My local parent led baby facility had most of what I was looking for, no obligation to sign up to a long commitment of sessions, nice people, not a flimsy front for evangelism or a commercial parenting course, a lot of little ones my child’s age and plenty of age appropriate and not overtly politically correct, toys, everything apart from nappy changing facilities in the gents.

My local children’s centre had running at a similar time a ‘stay and play with an emphasis on healthy lifestyles’. WTF! There was no contest in my view. I could go to the community one which had most of what required, or I could listen to some taxpayer funded non-job drone, lecture me about the danger of putting salt on chips or some other such rubbish, whilst my child gazed on government approved toys. A very unattractive prospect did the Children’s Centre seem to me, at least on that occasion.

Reader, as you might well imagine, I gave the children’s centre a very wide berth indeed and chose the community option and it turned out OK.

I do not doubt that is need for there to be a provision of services and sometimes specialist services, for families, but I question whether monolithic Children’s Centres are the way to provide these services. Why cannot these services be paid for by taxpayers but provided by independent community groups, charities or even private companies? Britain is geographically diverse and I do wonder whether this one size fits all policy focused on Children’s Centres is actually making children’s lives better?

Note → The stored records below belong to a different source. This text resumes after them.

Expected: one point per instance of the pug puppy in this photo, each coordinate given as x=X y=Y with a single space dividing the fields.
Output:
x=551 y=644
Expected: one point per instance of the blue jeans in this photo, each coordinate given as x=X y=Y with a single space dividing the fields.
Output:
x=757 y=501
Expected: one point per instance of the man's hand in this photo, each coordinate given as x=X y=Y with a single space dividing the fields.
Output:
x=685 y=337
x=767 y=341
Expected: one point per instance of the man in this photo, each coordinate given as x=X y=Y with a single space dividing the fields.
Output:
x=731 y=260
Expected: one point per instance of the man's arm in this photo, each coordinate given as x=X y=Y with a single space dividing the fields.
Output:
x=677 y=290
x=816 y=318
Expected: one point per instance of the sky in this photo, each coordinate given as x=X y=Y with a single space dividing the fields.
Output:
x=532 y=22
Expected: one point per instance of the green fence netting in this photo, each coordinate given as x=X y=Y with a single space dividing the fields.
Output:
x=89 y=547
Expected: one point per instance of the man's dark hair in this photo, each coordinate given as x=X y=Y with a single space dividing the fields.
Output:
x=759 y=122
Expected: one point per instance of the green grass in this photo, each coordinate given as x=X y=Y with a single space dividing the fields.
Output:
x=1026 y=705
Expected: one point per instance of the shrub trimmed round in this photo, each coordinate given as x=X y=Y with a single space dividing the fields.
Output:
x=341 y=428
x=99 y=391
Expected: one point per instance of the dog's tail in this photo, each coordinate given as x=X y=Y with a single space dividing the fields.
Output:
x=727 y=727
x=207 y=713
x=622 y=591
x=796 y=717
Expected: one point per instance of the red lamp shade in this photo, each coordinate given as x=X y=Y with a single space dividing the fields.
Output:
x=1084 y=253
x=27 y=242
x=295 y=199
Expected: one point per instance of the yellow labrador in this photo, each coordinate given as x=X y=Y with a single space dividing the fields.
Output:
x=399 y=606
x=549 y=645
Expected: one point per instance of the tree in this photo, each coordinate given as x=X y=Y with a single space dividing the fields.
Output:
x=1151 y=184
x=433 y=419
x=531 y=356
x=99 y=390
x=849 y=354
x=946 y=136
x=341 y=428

I have the sneaking suspicion that Children’s Centres are sometimes providing what they think parents might need, rather than the services that they do need, and they are doing what they do with an added and unwanted layer of bureaucracy and a large dollop of intrusiveness.

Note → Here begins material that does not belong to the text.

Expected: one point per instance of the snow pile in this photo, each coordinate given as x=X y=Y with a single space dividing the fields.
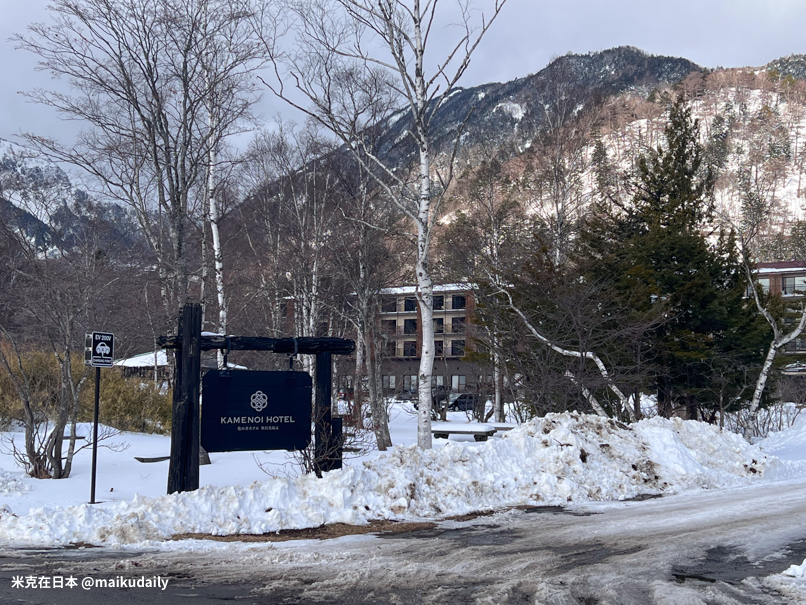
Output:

In this case, the market and the community has provided me and my little one with a much better cheaper and more appropriate service than the one being offered by the State, and it was a valuable political lesson about what the State should and should not be involved in. Unfortunately, this public sector inefficiency and lack of market and social responsiveness is not confined to Children’s Centres and can be found in the NHS, as well as in local and national government and could fairly be described as a national malaise and it is an ailment is progressively strangling innovation, community growth and attacking personal responsibility.

2 Comments on "Sometimes there really is no choice in what to do."

  1. I suspect that the Govt run places are more about indoctrinating your child with the “right” attitudes while they`re still young

    • Fahrenheit211 | March 2, 2015 at 10:53 am |

      I have similar suspicions. I also think that children’s centres are part of a long term socialist desire to nationalise children. In Scotland things in this area are even worse and the new ‘named state guardian’ system that starts in 2016 takes society even further down the road of parental disenfranchisement.

      I might pop along to one of these CC’s one day, at least to see if I can find some examples of socialist fuckwittery to take the piss out of.